Skip site navigation (1)Skip section navigation (2)
Date:      Wed, 19 Mar 2008 06:36:30 -0700
From:      Jeremy Chadwick <koitsu@freebsd.org>
To:        Michael Grant <mg-fbsd3@grant.org>
Cc:        freebsd-stable@freebsd.org
Subject:   Re: Upgrading to 7.0 - stupid requirements
Message-ID:  <20080319133630.GA14376@eos.sc1.parodius.com>
In-Reply-To: <62b856460803190546t4abfcb9fu7d3410646d81b656@mail.gmail.com>
References:  <867igo3cih.fsf@zid.claresco.hr> <200803191047.m2JAl7YL070946@lurza.secnetix.de> <62b856460803190546t4abfcb9fu7d3410646d81b656@mail.gmail.com>

next in thread | previous in thread | raw e-mail | index | archive | help
On Wed, Mar 19, 2008 at 01:46:07PM +0100, Michael Grant wrote:
> My server is live and serving customers.  I can't afford to take the
> box down for a whole day while I upgrade ports.  Is there any
> intelligent way to do this?

The ways people have given you are proper *and* intelligent.  I think
the piece of information you're not understanding (or haven't been
given?) is that library semantics change.  That doesn't just mean
library version numbers -- it means actual API functionality changes.

> For example, could I do everything on a second disk while running the
> live system on the first disk?  For example using a chroot so it
> thinks it's
> 
> For example, might this work?
> 
> 1) upgrade system in the canonical way:
> # make buildworld
> # make buildkernel
> # make installkernel
> # reboot
> # mergemaster -p
> # make installworld
> # mergemaster
> # reboot

Assuming after "reboot" you include boot into single user: yep, correct.
Follow the procedure documented in /usr/src/Makefile to a tee.  Do not
deviate from it unless you know *exactly* the risks of doing so.  :-)

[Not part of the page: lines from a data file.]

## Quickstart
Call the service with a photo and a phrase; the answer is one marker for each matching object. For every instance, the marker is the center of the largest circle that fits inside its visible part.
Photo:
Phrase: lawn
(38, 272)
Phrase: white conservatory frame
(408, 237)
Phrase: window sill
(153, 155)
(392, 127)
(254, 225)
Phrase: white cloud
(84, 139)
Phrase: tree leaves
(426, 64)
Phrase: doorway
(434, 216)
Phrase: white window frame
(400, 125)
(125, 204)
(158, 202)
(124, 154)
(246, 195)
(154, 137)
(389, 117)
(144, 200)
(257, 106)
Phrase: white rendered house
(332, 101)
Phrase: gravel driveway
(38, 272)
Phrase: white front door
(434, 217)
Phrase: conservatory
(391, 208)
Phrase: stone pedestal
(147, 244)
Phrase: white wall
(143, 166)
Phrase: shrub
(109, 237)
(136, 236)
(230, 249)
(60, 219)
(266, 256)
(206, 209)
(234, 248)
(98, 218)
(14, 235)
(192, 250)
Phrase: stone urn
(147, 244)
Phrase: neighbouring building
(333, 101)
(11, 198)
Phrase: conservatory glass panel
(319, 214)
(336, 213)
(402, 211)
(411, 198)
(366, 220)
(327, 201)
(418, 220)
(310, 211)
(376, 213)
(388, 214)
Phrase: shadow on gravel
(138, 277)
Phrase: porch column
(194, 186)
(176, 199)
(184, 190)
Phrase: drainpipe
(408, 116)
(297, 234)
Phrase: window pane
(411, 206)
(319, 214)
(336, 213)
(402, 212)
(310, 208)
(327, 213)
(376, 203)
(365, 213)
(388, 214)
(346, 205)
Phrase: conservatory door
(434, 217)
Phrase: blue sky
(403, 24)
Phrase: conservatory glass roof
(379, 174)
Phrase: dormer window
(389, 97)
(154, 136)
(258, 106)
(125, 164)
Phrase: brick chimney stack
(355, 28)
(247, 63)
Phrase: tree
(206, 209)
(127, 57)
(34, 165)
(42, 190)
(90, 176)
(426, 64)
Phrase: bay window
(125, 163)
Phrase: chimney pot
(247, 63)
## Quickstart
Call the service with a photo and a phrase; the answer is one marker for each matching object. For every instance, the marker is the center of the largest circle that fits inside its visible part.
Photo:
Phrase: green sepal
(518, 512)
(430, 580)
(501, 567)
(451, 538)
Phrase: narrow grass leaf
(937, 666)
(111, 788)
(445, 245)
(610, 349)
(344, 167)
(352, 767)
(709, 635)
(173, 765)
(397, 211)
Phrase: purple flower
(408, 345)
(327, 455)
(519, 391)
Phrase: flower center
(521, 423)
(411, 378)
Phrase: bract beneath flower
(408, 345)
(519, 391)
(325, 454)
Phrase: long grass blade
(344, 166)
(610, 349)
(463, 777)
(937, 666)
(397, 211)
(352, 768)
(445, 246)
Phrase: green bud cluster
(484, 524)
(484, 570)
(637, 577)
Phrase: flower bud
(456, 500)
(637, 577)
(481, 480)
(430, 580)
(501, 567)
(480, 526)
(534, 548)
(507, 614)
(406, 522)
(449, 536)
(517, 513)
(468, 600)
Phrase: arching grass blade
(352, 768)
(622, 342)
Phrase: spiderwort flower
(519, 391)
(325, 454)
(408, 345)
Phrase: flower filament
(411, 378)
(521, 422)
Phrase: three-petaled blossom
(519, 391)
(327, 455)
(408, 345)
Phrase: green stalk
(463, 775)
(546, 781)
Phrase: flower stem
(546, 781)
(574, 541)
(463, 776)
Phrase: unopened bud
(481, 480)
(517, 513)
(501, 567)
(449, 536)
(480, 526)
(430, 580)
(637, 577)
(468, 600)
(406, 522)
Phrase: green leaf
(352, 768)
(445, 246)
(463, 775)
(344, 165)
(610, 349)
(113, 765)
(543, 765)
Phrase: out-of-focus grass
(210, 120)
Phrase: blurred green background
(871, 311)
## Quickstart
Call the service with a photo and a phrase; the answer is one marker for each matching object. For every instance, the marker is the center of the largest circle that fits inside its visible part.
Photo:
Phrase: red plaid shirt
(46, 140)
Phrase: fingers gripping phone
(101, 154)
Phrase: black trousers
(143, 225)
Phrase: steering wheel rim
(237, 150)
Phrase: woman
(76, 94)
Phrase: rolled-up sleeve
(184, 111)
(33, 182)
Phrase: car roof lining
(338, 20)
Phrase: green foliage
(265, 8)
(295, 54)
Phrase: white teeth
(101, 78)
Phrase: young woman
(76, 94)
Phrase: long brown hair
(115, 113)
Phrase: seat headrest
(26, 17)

By the way, all of the above guarantees downtime.  You seem to be of the
"I must achieve Five Nines" mentality, so I'll point you to why Five
Nines is absurd: http://en.wikipedia.org/wiki/Myth_of_the_nines

> 2) make sure misc/compat6x is installed

You're asking for trouble right here.  I've discussed in a previous
thread (if you want me to dig it up I can) the dangers of using the
compatXx packages.  You can:

* End up with dual libraries in your ld.so path, which can result
  in functions of the same name being loaded, which is a problem
  because...
* Function semantics/API differences exist between RELENG_7 and
  RELENG_6, 6 and 5, 5 and 4, 4 and 3 -- but function names remain
  the same.
* Library innards change.  Best example?  libkvm.  These are so
  major that an entries goes into /usr/src/UPDATING when the semantics
  change.  People who don't follow the proper upgrade procedure get
  amusing results: "top doesn't work, it spits out some weird error!"
  "why is ps broken?!?" etc.
* "Library nightmare" syndrome, which is the UNIX equivalent of
  Windows' "DLL Hell".  Some program on the machine attempts to
  link to a library called "libapemans.so.4", and you have two
  versions of it: one for 6, and one for 7.  Uh oh!

How do you avoid these problems?

You use software that you have the source for, and rebuild that software
from the source.  You then guarantee (assuming compatXx isn't installed)
that the software links to a proper library, works with proper API
functionality (or else it won't compile/link properly), and you retain a
clean library tree.

In the case of packages, they're also OK.  Just be sure to use ones for
the OS release you're using; don't go pkg_add'ing packages from RELENG_5
on your RELENG_7 box, for example.  :-)  Remember: you have the source.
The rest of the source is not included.